Si lors des précédentes séances, ces blocs préparaient toute une mise en scène pour provoquer, ou au moins " constater " un défaut de quorum, ils n’ont même pas pris la peine de le faire lundi. La séance a tout bonnement été levée après le premier tour, alors que bien plus que 86 députés se trouvaient dans l’hémicycle.

Cette réunion, au cours de laquelle les blocs traditionnels ont campé sur leurs positions, a été marquée par des changements au niveau des nouveaux blocs, notamment celui des députés du Changement, ainsi que celui de la Modération nationale (Akkar) et ses alliés, que les observateurs appellent les "anciens du courant du Futur".

En attendant la prochaine séance, à laquelle le président du Parlement devrait convoquer sous peu, on ne peut que constater que le pays est pratiquement entré dans une vacance présidentielle. À moins d’un miracle avant la fin du mandat du président Michel Aoun le 31 octobre, son successeur ne sera pas connu dans l’immédiat.

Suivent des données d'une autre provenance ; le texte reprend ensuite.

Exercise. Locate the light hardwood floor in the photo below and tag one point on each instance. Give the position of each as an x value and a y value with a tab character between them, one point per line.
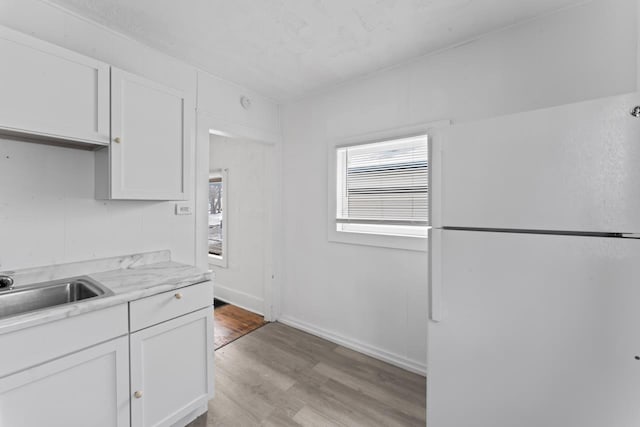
280	376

Plusieurs observateurs prédisent toutefois que la vacance ne se prolongera pas à l’instar de celle qui avait précédé l’élection de Michel Aoun et qui avait duré deux ans et demi. Selon eux, la situation se décantera assez rapidement après la fin du mandat. Le dialogue auquel le président du Parlement convoquera les blocs après la fin du mandat contribuera, selon ces observateurs, à accélérer le processus.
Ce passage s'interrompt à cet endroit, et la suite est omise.